Gomes Akay told jurors he was arrested on New Year’s Day 2023 and put in a jail cell with the two jailhouse informants, who told him they were behind bars for murder and left him “very frightened.”
“… I think I thought I was going to be the next one to be killed,” the defendant testified.
He said the men asked him why he was in jail and said he concocted “a story right away” about strangling Costa Porsborg and claimed that he had put her body in the hotel room ceiling, adding that one of the men advised him that he could face less time or be released if he cooperated with law enforcement.
“Did you kill Anna Laura?” the defense attorney asked.
“No,” the defendant responded.
“Did you take her body out in that suitcase?” Kahn asked.
“No,” the construction-industry worker answered again.
He had maintained that he had put clothing back inside the suitcase.
Under cross-examination by the prosecutor, the defendant said he didn’t remember telling the jailhouse informants that the woman cried as he choked her and that she was trembling.
He said he believed law enforcement would let him go if he fabricated a story of what had happened to her, and said “a dog is not sure of anything” when asked about two human cadaver dogs alerting to the same spot in his rented car.
He said he loved Costa Porsborg and had given her a ring and “would never kill her.”
“… I’m innocent,” he maintained, saying that he has “never killed anyone.”
Gomes Akay acknowledged that he engaged in multiple conversations via phone with escorts and with someone on Tinder within hours of the time he said his girlfriend left the hotel and acknowledged that he had deleted those messages, which were subsequently retrieved by law enforcement.
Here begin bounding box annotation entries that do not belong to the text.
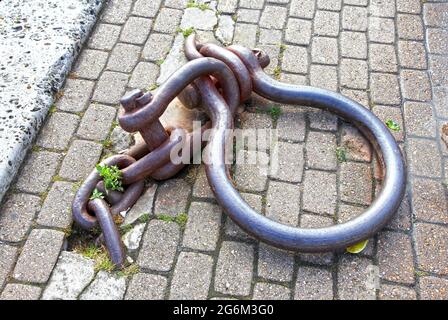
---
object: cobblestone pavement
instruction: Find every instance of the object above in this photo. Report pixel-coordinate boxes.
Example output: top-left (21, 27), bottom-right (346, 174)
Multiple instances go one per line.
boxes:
top-left (0, 0), bottom-right (448, 299)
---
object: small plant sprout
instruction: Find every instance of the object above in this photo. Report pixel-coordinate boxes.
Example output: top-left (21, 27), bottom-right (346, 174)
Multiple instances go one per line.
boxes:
top-left (96, 164), bottom-right (123, 191)
top-left (386, 119), bottom-right (401, 132)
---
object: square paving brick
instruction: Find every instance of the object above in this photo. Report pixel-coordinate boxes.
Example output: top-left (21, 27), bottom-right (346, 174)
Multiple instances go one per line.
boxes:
top-left (125, 273), bottom-right (168, 300)
top-left (369, 43), bottom-right (397, 72)
top-left (13, 229), bottom-right (64, 283)
top-left (0, 244), bottom-right (18, 288)
top-left (400, 70), bottom-right (432, 101)
top-left (73, 49), bottom-right (109, 80)
top-left (215, 241), bottom-right (254, 296)
top-left (282, 45), bottom-right (308, 73)
top-left (37, 181), bottom-right (75, 229)
top-left (412, 178), bottom-right (448, 223)
top-left (87, 23), bottom-right (121, 50)
top-left (36, 112), bottom-right (79, 150)
top-left (170, 252), bottom-right (213, 300)
top-left (137, 220), bottom-right (180, 271)
top-left (414, 223), bottom-right (448, 275)
top-left (311, 37), bottom-right (338, 65)
top-left (16, 151), bottom-right (62, 193)
top-left (303, 170), bottom-right (337, 215)
top-left (59, 140), bottom-right (102, 181)
top-left (313, 11), bottom-right (339, 37)
top-left (266, 181), bottom-right (301, 226)
top-left (397, 14), bottom-right (424, 40)
top-left (92, 71), bottom-right (128, 104)
top-left (154, 179), bottom-right (191, 217)
top-left (269, 142), bottom-right (305, 182)
top-left (407, 138), bottom-right (442, 177)
top-left (342, 6), bottom-right (368, 31)
top-left (257, 244), bottom-right (294, 282)
top-left (78, 104), bottom-right (117, 140)
top-left (404, 102), bottom-right (436, 137)
top-left (182, 202), bottom-right (221, 251)
top-left (370, 73), bottom-right (401, 104)
top-left (294, 266), bottom-right (333, 300)
top-left (377, 232), bottom-right (415, 284)
top-left (339, 162), bottom-right (372, 205)
top-left (285, 18), bottom-right (312, 45)
top-left (340, 31), bottom-right (367, 59)
top-left (56, 79), bottom-right (95, 112)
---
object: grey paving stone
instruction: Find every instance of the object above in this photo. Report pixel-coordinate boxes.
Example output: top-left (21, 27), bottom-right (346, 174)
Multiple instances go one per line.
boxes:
top-left (59, 140), bottom-right (102, 181)
top-left (253, 282), bottom-right (291, 300)
top-left (37, 181), bottom-right (75, 229)
top-left (56, 79), bottom-right (95, 112)
top-left (13, 229), bottom-right (64, 283)
top-left (0, 244), bottom-right (18, 288)
top-left (414, 223), bottom-right (448, 275)
top-left (42, 251), bottom-right (95, 300)
top-left (92, 71), bottom-right (128, 104)
top-left (426, 28), bottom-right (448, 54)
top-left (400, 70), bottom-right (432, 101)
top-left (153, 8), bottom-right (182, 33)
top-left (339, 162), bottom-right (372, 205)
top-left (294, 266), bottom-right (333, 300)
top-left (170, 252), bottom-right (213, 300)
top-left (342, 124), bottom-right (372, 162)
top-left (379, 284), bottom-right (417, 300)
top-left (214, 241), bottom-right (254, 296)
top-left (310, 65), bottom-right (338, 91)
top-left (0, 283), bottom-right (42, 301)
top-left (313, 10), bottom-right (340, 37)
top-left (311, 37), bottom-right (338, 65)
top-left (342, 6), bottom-right (368, 31)
top-left (77, 104), bottom-right (117, 141)
top-left (377, 232), bottom-right (415, 284)
top-left (79, 271), bottom-right (126, 300)
top-left (420, 277), bottom-right (448, 301)
top-left (107, 43), bottom-right (141, 72)
top-left (128, 62), bottom-right (159, 89)
top-left (154, 179), bottom-right (191, 217)
top-left (407, 138), bottom-right (442, 177)
top-left (137, 220), bottom-right (180, 271)
top-left (289, 0), bottom-right (316, 19)
top-left (101, 0), bottom-right (132, 24)
top-left (269, 142), bottom-right (305, 182)
top-left (282, 46), bottom-right (308, 73)
top-left (397, 14), bottom-right (424, 40)
top-left (370, 73), bottom-right (401, 104)
top-left (36, 112), bottom-right (79, 150)
top-left (87, 23), bottom-right (121, 50)
top-left (412, 178), bottom-right (448, 223)
top-left (257, 244), bottom-right (294, 282)
top-left (285, 18), bottom-right (312, 45)
top-left (182, 202), bottom-right (221, 251)
top-left (120, 17), bottom-right (152, 44)
top-left (16, 151), bottom-right (62, 193)
top-left (340, 31), bottom-right (367, 59)
top-left (266, 181), bottom-right (301, 226)
top-left (303, 170), bottom-right (337, 215)
top-left (125, 273), bottom-right (168, 300)
top-left (339, 59), bottom-right (368, 89)
top-left (404, 102), bottom-right (436, 137)
top-left (142, 33), bottom-right (173, 61)
top-left (73, 49), bottom-right (109, 80)
top-left (132, 0), bottom-right (162, 18)
top-left (337, 256), bottom-right (375, 300)
top-left (0, 193), bottom-right (40, 242)
top-left (369, 43), bottom-right (397, 72)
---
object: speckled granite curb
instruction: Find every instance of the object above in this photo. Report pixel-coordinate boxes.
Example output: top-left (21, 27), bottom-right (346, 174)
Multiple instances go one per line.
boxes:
top-left (0, 0), bottom-right (105, 200)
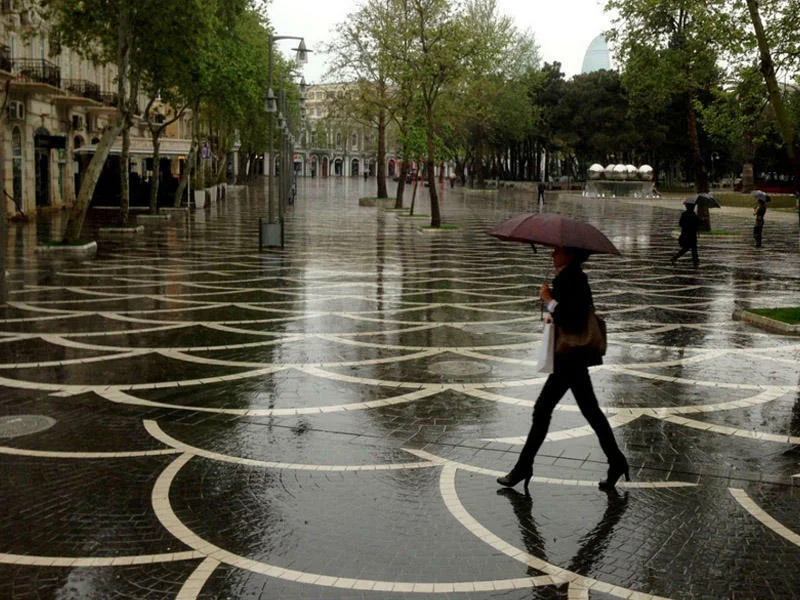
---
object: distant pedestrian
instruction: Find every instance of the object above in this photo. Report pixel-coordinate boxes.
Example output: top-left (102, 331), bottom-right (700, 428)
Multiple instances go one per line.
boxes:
top-left (753, 196), bottom-right (767, 248)
top-left (670, 202), bottom-right (700, 267)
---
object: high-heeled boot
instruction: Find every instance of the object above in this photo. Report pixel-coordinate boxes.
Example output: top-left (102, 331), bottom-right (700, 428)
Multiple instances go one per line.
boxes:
top-left (598, 456), bottom-right (631, 491)
top-left (497, 467), bottom-right (533, 494)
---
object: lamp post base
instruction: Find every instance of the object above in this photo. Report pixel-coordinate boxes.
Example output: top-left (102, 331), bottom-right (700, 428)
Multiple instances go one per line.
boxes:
top-left (258, 219), bottom-right (283, 250)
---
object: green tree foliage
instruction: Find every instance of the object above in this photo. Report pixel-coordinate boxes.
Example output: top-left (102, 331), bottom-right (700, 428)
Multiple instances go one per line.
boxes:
top-left (606, 0), bottom-right (739, 229)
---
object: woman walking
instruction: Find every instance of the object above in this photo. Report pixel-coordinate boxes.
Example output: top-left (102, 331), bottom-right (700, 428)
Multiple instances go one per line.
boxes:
top-left (497, 246), bottom-right (630, 492)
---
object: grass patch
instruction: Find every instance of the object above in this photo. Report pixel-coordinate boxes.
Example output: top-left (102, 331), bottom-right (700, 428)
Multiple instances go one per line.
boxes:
top-left (39, 240), bottom-right (92, 248)
top-left (420, 225), bottom-right (461, 229)
top-left (748, 306), bottom-right (800, 325)
top-left (711, 192), bottom-right (795, 214)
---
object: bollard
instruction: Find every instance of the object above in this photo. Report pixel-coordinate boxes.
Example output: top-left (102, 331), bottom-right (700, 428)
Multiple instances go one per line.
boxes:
top-left (258, 218), bottom-right (283, 250)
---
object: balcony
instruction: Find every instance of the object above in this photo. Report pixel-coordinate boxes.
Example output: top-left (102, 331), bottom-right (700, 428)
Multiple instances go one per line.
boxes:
top-left (63, 79), bottom-right (103, 104)
top-left (13, 58), bottom-right (61, 88)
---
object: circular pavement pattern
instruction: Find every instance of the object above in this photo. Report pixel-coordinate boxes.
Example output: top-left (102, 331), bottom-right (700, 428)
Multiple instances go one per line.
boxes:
top-left (0, 415), bottom-right (56, 438)
top-left (0, 178), bottom-right (800, 600)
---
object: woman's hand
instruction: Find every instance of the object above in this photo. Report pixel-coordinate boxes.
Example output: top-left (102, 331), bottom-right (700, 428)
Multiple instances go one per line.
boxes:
top-left (539, 283), bottom-right (553, 304)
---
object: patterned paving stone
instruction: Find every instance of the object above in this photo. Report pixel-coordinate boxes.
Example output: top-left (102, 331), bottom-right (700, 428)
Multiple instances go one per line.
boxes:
top-left (0, 179), bottom-right (800, 600)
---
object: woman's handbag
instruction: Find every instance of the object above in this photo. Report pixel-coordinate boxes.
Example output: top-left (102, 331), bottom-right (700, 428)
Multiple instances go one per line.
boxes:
top-left (555, 308), bottom-right (607, 358)
top-left (536, 323), bottom-right (556, 373)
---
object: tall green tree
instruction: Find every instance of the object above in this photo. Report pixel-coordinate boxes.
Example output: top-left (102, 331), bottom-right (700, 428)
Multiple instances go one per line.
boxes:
top-left (606, 0), bottom-right (738, 229)
top-left (399, 0), bottom-right (466, 227)
top-left (328, 0), bottom-right (395, 198)
top-left (734, 0), bottom-right (800, 194)
top-left (47, 0), bottom-right (142, 243)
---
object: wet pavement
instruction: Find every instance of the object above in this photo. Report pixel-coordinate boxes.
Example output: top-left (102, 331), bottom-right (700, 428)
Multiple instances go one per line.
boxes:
top-left (0, 179), bottom-right (800, 600)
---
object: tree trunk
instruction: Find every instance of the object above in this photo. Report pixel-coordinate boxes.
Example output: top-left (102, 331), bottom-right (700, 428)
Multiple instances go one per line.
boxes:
top-left (747, 0), bottom-right (800, 193)
top-left (375, 109), bottom-right (389, 198)
top-left (475, 128), bottom-right (486, 189)
top-left (685, 91), bottom-right (711, 231)
top-left (119, 124), bottom-right (131, 227)
top-left (63, 119), bottom-right (122, 244)
top-left (394, 156), bottom-right (408, 209)
top-left (408, 174), bottom-right (419, 217)
top-left (425, 104), bottom-right (442, 227)
top-left (150, 128), bottom-right (162, 215)
top-left (172, 98), bottom-right (200, 208)
top-left (0, 114), bottom-right (8, 305)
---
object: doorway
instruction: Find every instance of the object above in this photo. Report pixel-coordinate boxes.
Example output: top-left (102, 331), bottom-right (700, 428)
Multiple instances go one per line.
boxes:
top-left (33, 127), bottom-right (50, 207)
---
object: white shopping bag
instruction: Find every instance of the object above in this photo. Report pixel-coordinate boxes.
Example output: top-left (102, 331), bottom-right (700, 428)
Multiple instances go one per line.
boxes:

He has remained behind bars in lieu of $2 million bail since his arrest.
Costa Porsborg’s mother, Erbena Costa, said through an interpreter after the verdict, “… The results give me a little peace of mind now, even though it doesn’t bring my daughter back. It gives me the sense that justice does work.”
She praised the prosecutor and detectives for going “all the way to reach the result.”
Gomes Akay’s attorney called it a “very difficult and emotional case,” saying that “the confessions were hard to overcome.”
Los Angeles County Sheriff’s Sgt. Eliel Teixeira said the case in Los Angeles County “jump-started the investigation in Brazil as a criminal investigation” into Dos Santos Silva’s disappearance and moved it from a missing person’s investigation, saying that authorities in Brazil were also instrumental in helping with the investigation.
The prosecutor said outside court after the verdict that he has been informed that the conviction “will carry some weight with the Brazilian authorities” involving Dos Santos Silva’s disappearance in that country.
Meanwhile, searches are continuing for the woman’s body, with Montrose Search and Rescue continuing to use the case in their training, according to the deputy district attorney.
“Until we find her, we’ll never stop,” the sheriff’s sergeant said outside court.